Willie Quinnie

Profile
- Position: Wide receiver

Personal information
- Born: October 3, 1980 Theodore, Alabama, U.S.
- Died: July 4, 2021 (aged 40)
- Listed height: 6 ft 2 in (1.88 m)
- Listed weight: 180 lb (82 kg)

Career information
- College: UAB
- NFL draft: 2003: undrafted

Career history
- Oakland Raiders (2003)*; Atlanta Falcons (2003–2004)*; → Rhein Fire (2004); San Diego Chargers (2004–2005)*; Green Bay Packers (2006)*; Hamilton Tiger-Cats (2006); Colorado Crush (2007–2008); Hamilton Tiger-Cats (2009); Spokane Shock (2010)*; Alabama Vipers (2010); Milwaukee Mustangs (2011)*;
- * Offseason or practice squad member only
- Stats at CFL.ca (archive)
- Stats at ArenaFan.com

= Willie Quinnie =

Willie Dee Quinnie Jr. (October 3, 1980 – July 4, 2021) was an American professional football wide receiver.

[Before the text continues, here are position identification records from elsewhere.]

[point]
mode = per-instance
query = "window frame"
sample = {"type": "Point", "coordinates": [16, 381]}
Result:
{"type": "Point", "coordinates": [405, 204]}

He was signed by the Oakland Raiders as an undrafted free agent in 2003. He played college football at UAB.

Quinnie was also a member of the Atlanta Falcons, San Diego Chargers, Green Bay Packers and Colorado Crush.
American gridiron football player (1980–2021)

Quinnie died on July 4, 2021, at the age of 40.